Volta bought Kiaka from Randgold Resources  (GOLD-Q , RRS-L)  in November at which time it started a 22,000-metre drill program that should be finished by the end of April 2010.

The company says nine holes have been drilled but released the results from the first three holes today.

In Hole KRD25 the first 136 metres averaged 1.66 grams gold per tonne including 21 metres grading 3.1 grams gold.

Hole KRD26 returned 165 metres grading 0.83 gram gold per tonne including 40 metres grading 1.15 grams gold (to a depth of 166 metres).

Hole KRD27 returned 34 metres grading 1.4 grams gold per tonne including 14 metres grading 2.25 grams gold (to 36.1 metres depth).

The company plans to drill 150 holes to depths between 150 metres and 200 metres.

Volta president Kevin Bullock says the wide intercepts reinforce the reasons the company is exploring the project in the first place.

“These first impressively wide intersections clearly support Kiaka’s historical potential outlined by Randgold,” Bullock said in a statement. “More importantly, they bode well for Volta’s decision to aggressively focus on Kiaka as its premier development project.”

Volta also posted old Randgold drill results from the same section as a comparison. The grades and intercepts were similar.

Volta plans to test 1,200 metres of strike of the 2,800 metre KMZ zone and 500 metres of the 700-metre-long strike of the KHZ zone.

The program will both infill and extend Randgold’s drilling so that all holes are drilled on a 50-metre spacing from surface to 150 metres depth. Drilling that goes to 200 metres depth will have a spacing of 100 metres by 50 metres.

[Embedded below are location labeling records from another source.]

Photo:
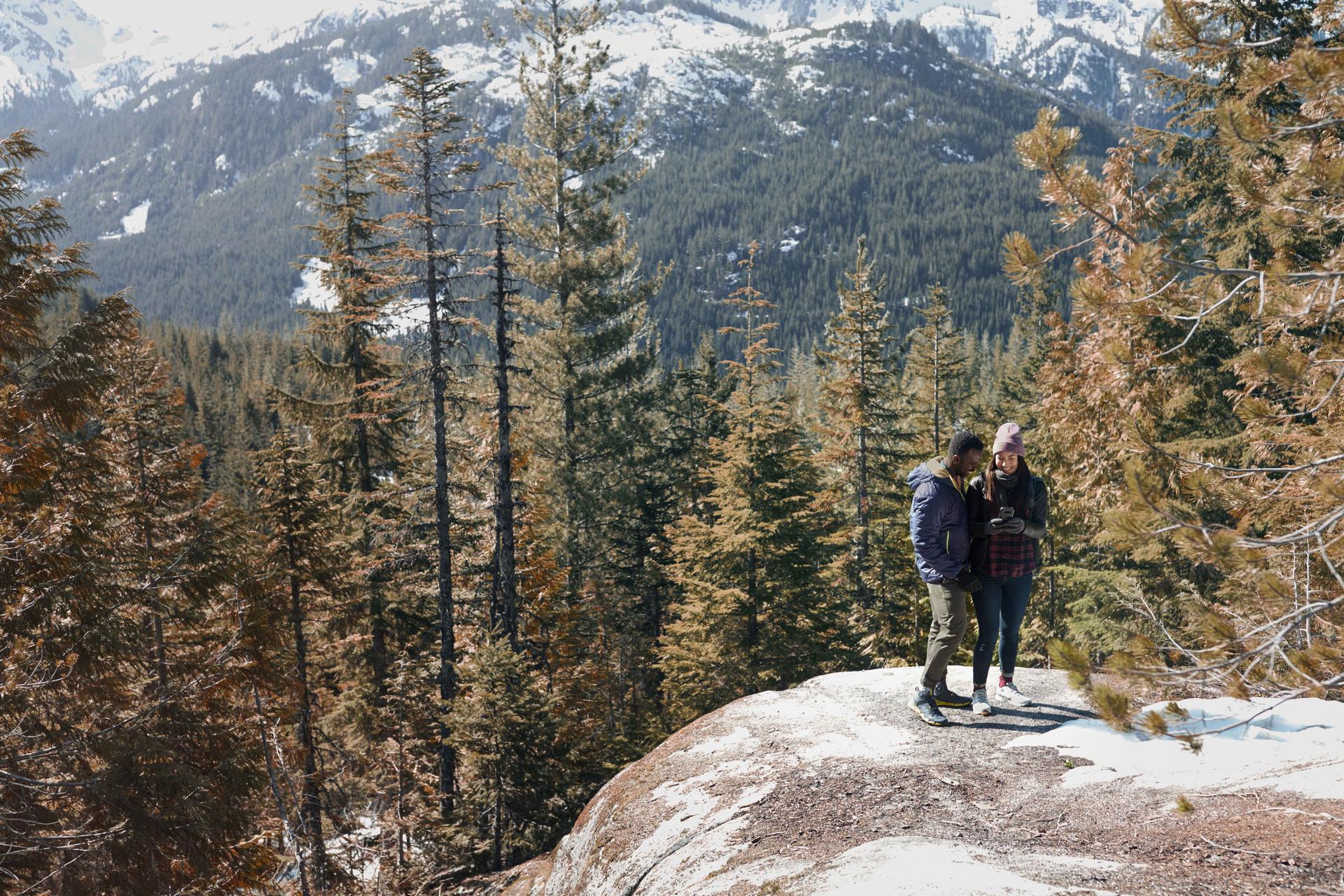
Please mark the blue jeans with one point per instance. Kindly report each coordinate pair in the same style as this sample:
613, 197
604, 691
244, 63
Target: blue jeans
1000, 606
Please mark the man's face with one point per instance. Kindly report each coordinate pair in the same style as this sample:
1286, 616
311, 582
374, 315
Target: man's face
967, 464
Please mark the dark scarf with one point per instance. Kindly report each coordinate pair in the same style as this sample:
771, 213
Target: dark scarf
1007, 492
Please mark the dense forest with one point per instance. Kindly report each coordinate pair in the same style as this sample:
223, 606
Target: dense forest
370, 610
873, 125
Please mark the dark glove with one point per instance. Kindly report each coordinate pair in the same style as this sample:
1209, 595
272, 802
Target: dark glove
967, 580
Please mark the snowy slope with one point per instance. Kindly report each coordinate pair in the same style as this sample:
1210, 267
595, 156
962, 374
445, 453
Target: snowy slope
1088, 49
57, 48
832, 789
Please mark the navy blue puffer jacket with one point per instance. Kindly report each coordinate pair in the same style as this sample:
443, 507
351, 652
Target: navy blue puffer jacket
939, 523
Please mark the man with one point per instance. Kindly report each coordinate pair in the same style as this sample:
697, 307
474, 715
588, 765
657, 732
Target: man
941, 533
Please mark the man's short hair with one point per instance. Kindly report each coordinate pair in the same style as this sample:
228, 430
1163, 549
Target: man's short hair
964, 441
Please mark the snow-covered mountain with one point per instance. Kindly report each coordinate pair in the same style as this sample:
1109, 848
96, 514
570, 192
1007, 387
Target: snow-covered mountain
55, 49
174, 155
1084, 49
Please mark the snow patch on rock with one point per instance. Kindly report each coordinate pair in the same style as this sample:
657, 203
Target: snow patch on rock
312, 292
134, 222
267, 90
1262, 743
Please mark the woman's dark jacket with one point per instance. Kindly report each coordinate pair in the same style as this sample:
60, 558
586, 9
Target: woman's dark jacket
1031, 505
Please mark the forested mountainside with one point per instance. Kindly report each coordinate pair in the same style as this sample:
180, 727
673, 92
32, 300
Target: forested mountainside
802, 140
374, 610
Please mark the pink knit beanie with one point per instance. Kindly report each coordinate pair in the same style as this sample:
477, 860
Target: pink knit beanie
1008, 438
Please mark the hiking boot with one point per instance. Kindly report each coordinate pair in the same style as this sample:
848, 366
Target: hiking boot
945, 696
923, 706
1008, 694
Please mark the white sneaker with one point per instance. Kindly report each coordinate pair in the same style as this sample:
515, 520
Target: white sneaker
1008, 694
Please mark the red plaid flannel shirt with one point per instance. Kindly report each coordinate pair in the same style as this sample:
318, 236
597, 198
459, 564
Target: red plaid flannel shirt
1011, 555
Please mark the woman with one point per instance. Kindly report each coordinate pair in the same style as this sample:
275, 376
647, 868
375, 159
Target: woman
1007, 514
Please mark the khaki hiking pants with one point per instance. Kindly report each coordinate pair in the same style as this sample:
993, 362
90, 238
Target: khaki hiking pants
949, 625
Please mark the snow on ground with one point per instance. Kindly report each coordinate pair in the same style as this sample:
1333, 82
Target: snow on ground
347, 70
1296, 746
312, 292
267, 90
134, 222
895, 865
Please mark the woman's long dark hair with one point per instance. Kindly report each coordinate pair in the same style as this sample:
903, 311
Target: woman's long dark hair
1023, 486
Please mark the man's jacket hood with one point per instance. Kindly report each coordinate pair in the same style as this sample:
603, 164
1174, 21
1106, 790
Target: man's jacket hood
939, 523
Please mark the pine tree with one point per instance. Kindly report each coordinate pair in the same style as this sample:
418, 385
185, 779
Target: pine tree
504, 732
757, 612
124, 770
1228, 504
356, 422
504, 587
859, 424
296, 519
592, 354
592, 344
425, 167
936, 371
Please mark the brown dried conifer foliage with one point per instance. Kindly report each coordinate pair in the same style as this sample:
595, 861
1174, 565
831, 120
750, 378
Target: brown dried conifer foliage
132, 628
1200, 384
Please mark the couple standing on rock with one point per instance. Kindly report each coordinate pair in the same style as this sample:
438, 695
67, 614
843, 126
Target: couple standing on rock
983, 540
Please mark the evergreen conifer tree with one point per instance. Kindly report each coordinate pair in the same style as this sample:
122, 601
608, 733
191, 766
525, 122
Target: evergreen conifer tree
937, 371
425, 167
756, 610
356, 421
302, 547
504, 732
592, 354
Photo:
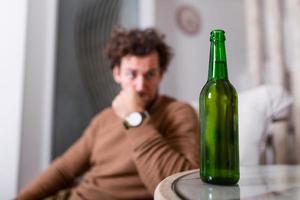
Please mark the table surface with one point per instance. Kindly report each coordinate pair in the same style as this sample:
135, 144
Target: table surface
256, 182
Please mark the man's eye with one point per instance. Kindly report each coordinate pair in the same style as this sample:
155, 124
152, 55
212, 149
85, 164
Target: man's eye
151, 74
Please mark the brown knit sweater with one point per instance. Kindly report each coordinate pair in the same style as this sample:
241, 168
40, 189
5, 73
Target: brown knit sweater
124, 164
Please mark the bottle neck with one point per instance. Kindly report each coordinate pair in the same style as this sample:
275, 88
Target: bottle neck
217, 61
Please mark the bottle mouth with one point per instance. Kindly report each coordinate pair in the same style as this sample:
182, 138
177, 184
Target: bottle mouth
217, 35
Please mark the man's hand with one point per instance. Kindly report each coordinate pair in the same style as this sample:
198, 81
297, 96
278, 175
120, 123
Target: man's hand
126, 102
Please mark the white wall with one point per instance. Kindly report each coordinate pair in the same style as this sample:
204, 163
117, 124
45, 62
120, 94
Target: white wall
38, 89
12, 52
188, 71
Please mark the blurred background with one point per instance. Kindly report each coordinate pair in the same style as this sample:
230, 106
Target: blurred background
54, 77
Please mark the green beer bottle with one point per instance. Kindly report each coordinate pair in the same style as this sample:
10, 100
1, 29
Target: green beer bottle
218, 107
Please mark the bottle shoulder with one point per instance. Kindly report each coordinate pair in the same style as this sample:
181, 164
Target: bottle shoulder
222, 87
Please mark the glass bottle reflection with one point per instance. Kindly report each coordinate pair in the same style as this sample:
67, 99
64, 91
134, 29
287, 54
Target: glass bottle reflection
217, 192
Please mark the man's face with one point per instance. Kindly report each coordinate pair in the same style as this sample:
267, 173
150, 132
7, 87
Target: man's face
141, 73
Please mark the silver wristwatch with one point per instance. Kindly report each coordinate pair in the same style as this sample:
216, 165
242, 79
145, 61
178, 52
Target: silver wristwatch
135, 119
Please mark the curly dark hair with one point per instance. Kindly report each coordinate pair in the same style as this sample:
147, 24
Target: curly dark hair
140, 43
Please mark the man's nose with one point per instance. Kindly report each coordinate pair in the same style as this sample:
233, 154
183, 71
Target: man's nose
140, 83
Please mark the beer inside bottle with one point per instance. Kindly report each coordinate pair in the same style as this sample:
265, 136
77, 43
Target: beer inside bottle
218, 107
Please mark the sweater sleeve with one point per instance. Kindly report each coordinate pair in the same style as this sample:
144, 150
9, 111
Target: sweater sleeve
63, 170
158, 155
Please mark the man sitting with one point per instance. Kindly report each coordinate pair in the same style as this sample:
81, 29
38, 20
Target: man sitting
130, 147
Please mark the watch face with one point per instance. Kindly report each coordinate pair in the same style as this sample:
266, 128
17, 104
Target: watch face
134, 119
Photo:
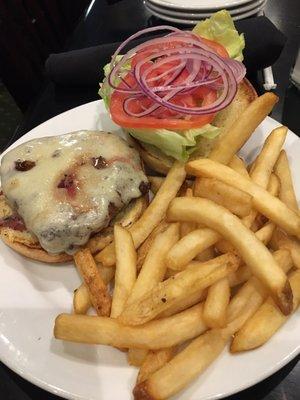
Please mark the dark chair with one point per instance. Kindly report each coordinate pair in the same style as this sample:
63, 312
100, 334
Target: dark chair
29, 31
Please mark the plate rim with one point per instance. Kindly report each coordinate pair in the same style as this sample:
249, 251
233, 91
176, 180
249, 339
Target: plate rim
41, 383
205, 13
184, 7
175, 20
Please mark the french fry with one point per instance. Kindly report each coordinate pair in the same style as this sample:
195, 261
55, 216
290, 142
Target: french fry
197, 277
224, 246
238, 134
97, 289
154, 361
241, 298
283, 172
136, 357
238, 165
206, 254
215, 306
155, 182
237, 201
128, 216
265, 322
144, 247
264, 234
125, 274
189, 247
81, 299
266, 204
154, 267
97, 243
262, 168
182, 368
268, 156
155, 335
239, 276
252, 251
181, 305
152, 216
281, 241
249, 309
187, 227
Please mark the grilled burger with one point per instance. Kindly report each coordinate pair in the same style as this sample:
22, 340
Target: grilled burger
58, 192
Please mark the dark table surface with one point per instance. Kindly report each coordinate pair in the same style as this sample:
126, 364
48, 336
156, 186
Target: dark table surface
112, 21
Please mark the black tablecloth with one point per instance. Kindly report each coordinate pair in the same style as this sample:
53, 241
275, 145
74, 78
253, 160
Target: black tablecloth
110, 21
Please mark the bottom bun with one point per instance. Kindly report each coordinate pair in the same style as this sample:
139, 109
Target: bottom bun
161, 163
26, 244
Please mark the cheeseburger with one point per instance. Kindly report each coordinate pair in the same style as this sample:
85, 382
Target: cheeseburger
59, 191
178, 93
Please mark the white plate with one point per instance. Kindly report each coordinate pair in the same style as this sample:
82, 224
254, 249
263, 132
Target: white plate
196, 15
33, 294
184, 21
200, 4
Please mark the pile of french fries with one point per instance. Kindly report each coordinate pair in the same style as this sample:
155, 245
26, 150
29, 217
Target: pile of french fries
210, 262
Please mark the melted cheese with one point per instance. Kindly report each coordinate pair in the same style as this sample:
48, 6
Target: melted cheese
63, 198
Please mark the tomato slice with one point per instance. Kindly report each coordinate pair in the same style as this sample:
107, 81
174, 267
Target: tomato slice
164, 118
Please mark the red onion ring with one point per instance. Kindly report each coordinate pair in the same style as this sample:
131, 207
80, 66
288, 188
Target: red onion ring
204, 67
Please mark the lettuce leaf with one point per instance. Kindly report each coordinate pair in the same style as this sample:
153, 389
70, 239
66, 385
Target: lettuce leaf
178, 145
220, 28
105, 90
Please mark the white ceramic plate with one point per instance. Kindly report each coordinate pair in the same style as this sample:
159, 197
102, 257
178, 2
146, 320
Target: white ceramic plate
33, 294
185, 21
200, 4
198, 14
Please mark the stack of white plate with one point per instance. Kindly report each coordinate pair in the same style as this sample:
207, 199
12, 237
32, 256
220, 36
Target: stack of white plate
191, 11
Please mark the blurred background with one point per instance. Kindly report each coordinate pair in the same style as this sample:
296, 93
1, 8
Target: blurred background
30, 30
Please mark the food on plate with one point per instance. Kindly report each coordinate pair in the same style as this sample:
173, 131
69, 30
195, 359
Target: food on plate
125, 274
182, 368
188, 302
213, 258
152, 216
154, 267
155, 335
252, 251
263, 201
179, 93
137, 357
187, 248
287, 192
59, 190
266, 321
97, 289
237, 201
81, 299
164, 295
187, 227
216, 303
154, 361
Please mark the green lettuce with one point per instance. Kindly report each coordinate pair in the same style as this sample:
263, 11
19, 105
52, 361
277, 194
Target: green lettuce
220, 28
178, 145
105, 90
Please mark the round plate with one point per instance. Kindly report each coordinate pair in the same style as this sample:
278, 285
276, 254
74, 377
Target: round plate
200, 4
33, 294
197, 15
183, 21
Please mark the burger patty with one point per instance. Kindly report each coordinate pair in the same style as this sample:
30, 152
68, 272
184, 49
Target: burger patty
67, 187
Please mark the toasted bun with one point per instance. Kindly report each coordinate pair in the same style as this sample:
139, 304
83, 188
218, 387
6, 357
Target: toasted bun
159, 162
26, 244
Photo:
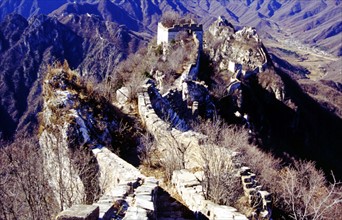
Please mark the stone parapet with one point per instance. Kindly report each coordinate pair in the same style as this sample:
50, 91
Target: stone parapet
79, 212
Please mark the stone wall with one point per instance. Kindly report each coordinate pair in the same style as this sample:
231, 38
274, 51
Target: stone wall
166, 35
186, 183
127, 193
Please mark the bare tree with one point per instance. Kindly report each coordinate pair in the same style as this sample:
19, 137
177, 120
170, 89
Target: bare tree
306, 194
221, 183
24, 189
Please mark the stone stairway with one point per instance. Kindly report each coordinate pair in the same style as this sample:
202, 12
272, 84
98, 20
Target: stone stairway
170, 209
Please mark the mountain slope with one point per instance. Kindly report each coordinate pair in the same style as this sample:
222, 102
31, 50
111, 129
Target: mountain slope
28, 47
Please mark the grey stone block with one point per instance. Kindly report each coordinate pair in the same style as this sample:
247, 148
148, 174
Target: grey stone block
80, 212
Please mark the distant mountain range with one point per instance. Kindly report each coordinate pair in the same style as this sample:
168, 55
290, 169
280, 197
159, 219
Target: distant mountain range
92, 46
95, 35
317, 23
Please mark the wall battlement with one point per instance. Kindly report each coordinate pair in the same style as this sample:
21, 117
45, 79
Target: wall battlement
166, 35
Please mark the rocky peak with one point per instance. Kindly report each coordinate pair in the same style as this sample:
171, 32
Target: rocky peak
221, 27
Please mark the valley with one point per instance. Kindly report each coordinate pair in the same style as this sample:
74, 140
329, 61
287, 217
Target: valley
124, 109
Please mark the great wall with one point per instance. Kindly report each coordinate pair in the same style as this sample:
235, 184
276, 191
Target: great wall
128, 191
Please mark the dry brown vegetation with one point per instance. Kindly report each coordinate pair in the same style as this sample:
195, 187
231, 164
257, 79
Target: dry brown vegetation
299, 190
24, 189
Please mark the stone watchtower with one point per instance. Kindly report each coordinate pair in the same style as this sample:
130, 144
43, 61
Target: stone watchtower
167, 34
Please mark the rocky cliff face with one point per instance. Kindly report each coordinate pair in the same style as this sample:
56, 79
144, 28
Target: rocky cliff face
73, 121
274, 103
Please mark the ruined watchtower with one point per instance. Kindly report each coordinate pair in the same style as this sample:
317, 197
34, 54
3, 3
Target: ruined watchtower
167, 34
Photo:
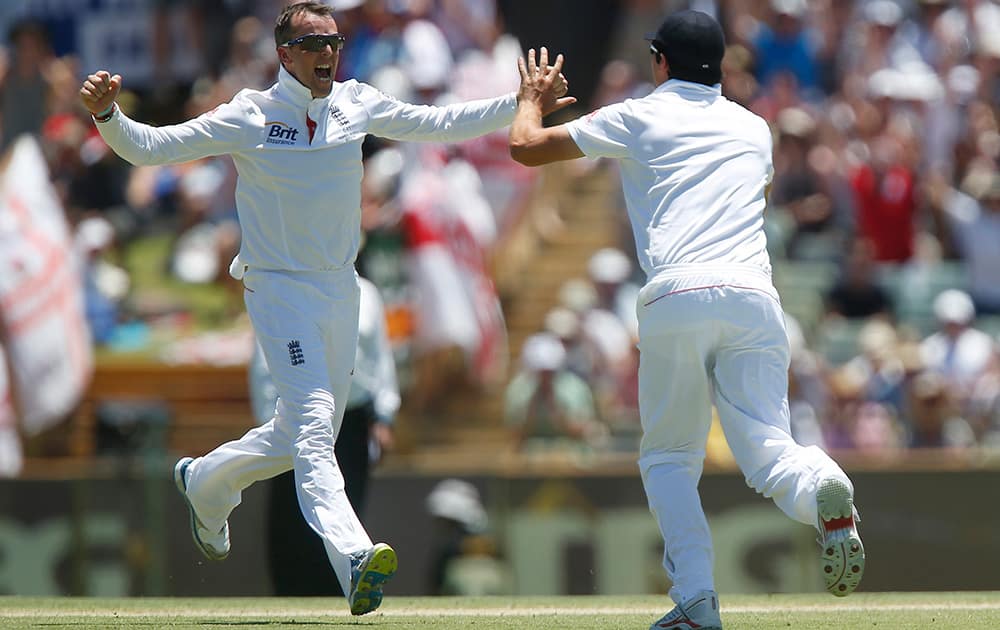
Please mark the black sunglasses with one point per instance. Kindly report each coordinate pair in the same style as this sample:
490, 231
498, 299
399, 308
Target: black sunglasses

The closer drill spacing will help the company better define the continuity of the section of discrete higher-grade zones. Volta says higher grade zones are broadly correlated with brittle-ductile deformation, a strong secondary structural fabric and a distinct alteration assemblage. Volta plans to track these zones from section to section to improve the geological modeling and resource estimate.

The company intends to complete a National Instrument 43-101 resource estimate by next June.